The cooling holes are often drilled or machined into the high alloy metal of the airfoil at precise locations and in precise geometries after casting to optimize the cooling media flow over the airfoil. In particular instances, at least some of the cooling holes are drilled into the airfoil at various angles. For example, the cooling holes may be angled with respect to the outer surface of the airfoil, the inner surface of the cavity, the purge medium flow direction and/or with respect to a radial plane that extends perpendicularly to an axial plane of the airfoil.
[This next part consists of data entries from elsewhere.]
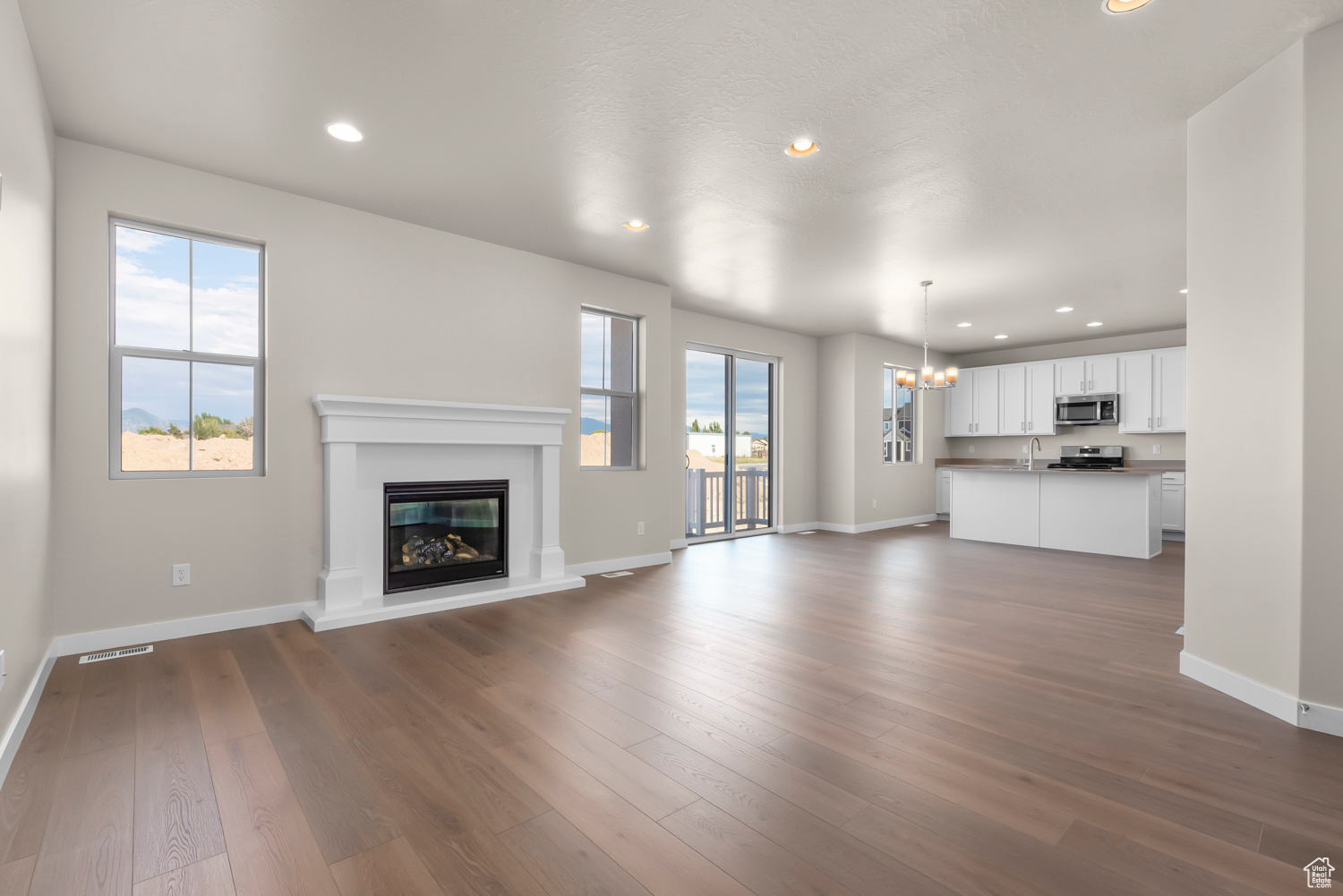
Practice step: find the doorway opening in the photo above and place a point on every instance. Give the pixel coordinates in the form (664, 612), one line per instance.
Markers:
(730, 438)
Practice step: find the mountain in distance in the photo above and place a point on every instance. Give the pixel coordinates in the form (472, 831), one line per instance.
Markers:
(137, 418)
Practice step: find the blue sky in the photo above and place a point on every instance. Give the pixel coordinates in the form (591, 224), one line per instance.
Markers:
(706, 391)
(161, 278)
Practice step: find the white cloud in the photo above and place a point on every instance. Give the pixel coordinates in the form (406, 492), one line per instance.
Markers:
(139, 241)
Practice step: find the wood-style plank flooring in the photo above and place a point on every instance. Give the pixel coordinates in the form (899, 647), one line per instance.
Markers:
(892, 713)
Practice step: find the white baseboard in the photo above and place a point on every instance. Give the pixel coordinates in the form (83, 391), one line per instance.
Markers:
(107, 638)
(29, 705)
(798, 527)
(1319, 718)
(1270, 700)
(620, 563)
(870, 527)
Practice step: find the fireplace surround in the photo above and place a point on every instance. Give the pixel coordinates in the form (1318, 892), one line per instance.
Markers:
(443, 533)
(372, 442)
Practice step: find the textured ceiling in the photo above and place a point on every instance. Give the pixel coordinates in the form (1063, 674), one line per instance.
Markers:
(1023, 153)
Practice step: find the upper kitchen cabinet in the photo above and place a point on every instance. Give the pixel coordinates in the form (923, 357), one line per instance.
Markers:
(988, 402)
(959, 405)
(1135, 394)
(1071, 376)
(1039, 399)
(1101, 375)
(1028, 399)
(1168, 389)
(1014, 411)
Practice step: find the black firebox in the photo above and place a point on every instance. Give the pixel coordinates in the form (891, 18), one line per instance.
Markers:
(445, 533)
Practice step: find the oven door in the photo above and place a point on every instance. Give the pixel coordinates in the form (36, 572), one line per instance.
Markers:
(1076, 413)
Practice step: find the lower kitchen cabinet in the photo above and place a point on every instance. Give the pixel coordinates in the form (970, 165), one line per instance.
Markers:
(1173, 501)
(943, 491)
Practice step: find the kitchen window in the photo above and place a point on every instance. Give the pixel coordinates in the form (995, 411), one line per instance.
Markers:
(609, 391)
(897, 421)
(185, 364)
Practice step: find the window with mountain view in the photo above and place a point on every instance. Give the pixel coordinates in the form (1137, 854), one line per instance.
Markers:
(609, 391)
(187, 367)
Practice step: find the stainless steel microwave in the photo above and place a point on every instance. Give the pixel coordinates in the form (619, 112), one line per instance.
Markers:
(1087, 410)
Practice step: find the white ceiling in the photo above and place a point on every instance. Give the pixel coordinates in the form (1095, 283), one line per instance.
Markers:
(1023, 153)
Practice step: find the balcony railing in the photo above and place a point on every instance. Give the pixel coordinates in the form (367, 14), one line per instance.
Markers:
(704, 504)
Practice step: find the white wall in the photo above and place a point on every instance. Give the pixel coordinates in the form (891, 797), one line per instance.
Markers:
(357, 303)
(1322, 608)
(26, 376)
(795, 453)
(851, 469)
(1243, 581)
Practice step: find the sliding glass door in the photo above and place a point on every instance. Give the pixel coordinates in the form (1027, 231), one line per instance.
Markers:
(728, 442)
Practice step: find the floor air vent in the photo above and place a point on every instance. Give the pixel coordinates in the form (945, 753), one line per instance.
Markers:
(113, 654)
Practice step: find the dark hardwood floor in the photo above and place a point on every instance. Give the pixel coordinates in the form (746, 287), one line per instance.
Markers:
(892, 713)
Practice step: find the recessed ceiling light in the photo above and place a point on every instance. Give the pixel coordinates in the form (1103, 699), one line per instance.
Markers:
(1125, 5)
(341, 131)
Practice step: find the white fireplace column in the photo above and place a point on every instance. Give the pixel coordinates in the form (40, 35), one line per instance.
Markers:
(371, 440)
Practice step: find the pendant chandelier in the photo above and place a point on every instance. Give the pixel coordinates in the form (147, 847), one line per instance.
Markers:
(927, 378)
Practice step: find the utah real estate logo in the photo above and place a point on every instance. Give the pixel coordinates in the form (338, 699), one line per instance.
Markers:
(1319, 872)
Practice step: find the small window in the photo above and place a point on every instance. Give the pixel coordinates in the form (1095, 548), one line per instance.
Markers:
(609, 391)
(897, 421)
(187, 368)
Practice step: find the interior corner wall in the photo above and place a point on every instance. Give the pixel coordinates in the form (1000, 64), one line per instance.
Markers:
(795, 405)
(26, 372)
(1322, 571)
(356, 303)
(1243, 581)
(835, 383)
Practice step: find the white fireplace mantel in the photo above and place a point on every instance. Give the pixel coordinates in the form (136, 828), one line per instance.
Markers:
(371, 440)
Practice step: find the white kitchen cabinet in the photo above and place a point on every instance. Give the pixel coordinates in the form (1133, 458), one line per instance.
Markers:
(1168, 378)
(1173, 501)
(1135, 394)
(1014, 410)
(1101, 375)
(959, 407)
(988, 410)
(1071, 376)
(1039, 399)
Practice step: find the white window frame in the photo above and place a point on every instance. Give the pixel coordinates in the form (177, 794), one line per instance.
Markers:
(637, 405)
(117, 352)
(913, 403)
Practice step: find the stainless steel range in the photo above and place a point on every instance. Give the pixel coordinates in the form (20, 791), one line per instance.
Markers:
(1090, 457)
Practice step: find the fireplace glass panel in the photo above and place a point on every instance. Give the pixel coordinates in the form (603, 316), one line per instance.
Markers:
(445, 533)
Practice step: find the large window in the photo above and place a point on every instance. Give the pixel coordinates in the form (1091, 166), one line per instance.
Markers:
(187, 373)
(610, 391)
(897, 421)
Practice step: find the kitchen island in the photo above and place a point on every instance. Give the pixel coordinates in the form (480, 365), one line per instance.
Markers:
(1115, 512)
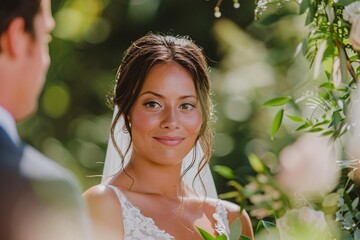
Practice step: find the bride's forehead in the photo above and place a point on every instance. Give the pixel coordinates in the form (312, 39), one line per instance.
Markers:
(168, 77)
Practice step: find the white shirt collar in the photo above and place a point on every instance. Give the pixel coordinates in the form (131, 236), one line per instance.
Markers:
(7, 122)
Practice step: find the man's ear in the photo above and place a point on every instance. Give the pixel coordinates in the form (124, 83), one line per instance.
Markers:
(14, 40)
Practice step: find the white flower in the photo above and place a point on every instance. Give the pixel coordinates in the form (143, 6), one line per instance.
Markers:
(303, 223)
(336, 73)
(351, 10)
(354, 36)
(308, 167)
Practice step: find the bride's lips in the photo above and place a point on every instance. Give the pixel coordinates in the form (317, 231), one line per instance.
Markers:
(169, 141)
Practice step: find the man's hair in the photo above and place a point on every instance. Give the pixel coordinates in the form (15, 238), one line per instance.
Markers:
(10, 9)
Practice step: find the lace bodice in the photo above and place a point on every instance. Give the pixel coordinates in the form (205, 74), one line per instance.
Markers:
(139, 227)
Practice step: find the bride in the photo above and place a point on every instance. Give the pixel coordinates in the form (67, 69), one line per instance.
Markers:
(156, 182)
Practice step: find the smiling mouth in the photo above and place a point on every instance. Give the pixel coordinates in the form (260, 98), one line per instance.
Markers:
(169, 141)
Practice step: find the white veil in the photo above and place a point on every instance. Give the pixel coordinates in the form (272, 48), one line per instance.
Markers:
(113, 164)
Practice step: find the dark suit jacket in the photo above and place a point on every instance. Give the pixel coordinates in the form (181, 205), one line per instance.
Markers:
(38, 198)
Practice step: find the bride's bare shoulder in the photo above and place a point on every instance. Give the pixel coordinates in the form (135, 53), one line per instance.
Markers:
(101, 199)
(103, 202)
(235, 212)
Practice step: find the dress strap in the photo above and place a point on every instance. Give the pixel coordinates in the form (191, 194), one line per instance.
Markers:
(222, 222)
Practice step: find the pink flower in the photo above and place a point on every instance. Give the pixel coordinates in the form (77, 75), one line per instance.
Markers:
(308, 167)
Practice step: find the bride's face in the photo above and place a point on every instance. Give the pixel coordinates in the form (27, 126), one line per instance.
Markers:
(166, 117)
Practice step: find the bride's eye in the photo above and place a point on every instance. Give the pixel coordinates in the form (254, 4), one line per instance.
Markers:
(187, 106)
(152, 104)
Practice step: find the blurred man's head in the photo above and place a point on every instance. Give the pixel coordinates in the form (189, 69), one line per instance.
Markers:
(25, 27)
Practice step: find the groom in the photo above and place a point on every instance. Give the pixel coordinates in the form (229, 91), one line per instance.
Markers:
(38, 198)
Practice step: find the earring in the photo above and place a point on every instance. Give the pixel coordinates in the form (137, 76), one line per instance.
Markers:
(124, 129)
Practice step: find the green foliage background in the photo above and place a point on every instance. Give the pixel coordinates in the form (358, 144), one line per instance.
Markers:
(249, 65)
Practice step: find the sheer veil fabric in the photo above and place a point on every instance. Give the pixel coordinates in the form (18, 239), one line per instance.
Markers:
(113, 165)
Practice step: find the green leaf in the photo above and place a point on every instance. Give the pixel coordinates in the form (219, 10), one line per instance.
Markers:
(302, 127)
(235, 230)
(277, 122)
(311, 15)
(295, 118)
(205, 235)
(328, 85)
(235, 185)
(316, 129)
(256, 163)
(344, 2)
(224, 171)
(279, 101)
(262, 224)
(357, 234)
(228, 195)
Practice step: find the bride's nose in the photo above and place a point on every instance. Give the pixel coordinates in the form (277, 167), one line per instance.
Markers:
(170, 119)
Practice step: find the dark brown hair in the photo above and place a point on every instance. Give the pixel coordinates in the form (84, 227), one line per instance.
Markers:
(139, 58)
(10, 9)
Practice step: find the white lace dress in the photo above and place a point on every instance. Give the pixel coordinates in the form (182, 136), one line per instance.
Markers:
(139, 227)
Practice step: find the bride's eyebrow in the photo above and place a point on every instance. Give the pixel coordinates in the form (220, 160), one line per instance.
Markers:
(161, 96)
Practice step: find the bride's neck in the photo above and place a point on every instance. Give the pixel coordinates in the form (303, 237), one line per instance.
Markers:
(151, 178)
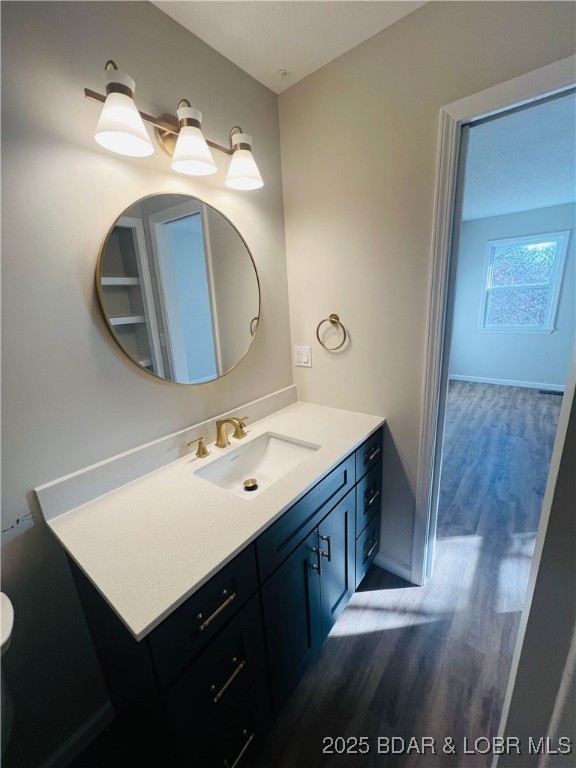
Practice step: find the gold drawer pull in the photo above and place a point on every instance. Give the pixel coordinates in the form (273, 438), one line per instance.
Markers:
(368, 504)
(318, 553)
(372, 456)
(241, 755)
(228, 682)
(217, 612)
(371, 550)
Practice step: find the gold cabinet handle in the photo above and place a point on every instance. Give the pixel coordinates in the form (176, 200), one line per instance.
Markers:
(328, 554)
(242, 751)
(228, 682)
(371, 550)
(217, 612)
(372, 456)
(368, 504)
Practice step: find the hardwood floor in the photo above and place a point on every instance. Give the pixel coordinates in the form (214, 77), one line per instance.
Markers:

Various processes are known for forming the cooling holes. For example, a liquid-jet guided laser may be used to create the cooling holes through the airfoil with a reduced risk of chipping the thermal barrier coating. The cooling hole forms in a generally conical fashion as the laser beam ablates the airfoil material. As a result, the laser beam will initially penetrate the inner wall of the cavity before the cooling hole is fully formed. A purge medium may be used to flush or purge the cavity of grit or other by-products which may form therein during the cutting process.
Because the cooling holes are generally angled or oriented such that a centerline of the cooling hole forms an obtuse angle with respect to the purge medium flow direction, the purge medium will flow or back-flow into the partially formed cooling hole around the laser beam, thus displacing the fluid column and preventing a properly formed cooling hole. As a result, the airfoil may require additional machining or may be scrapped, thus increasing time and/or costs to manufacture the airfoil. Therefore an improved system and method for manufacturing an airfoil, particularly for cutting or forming cooling holes within the airfoil would be useful.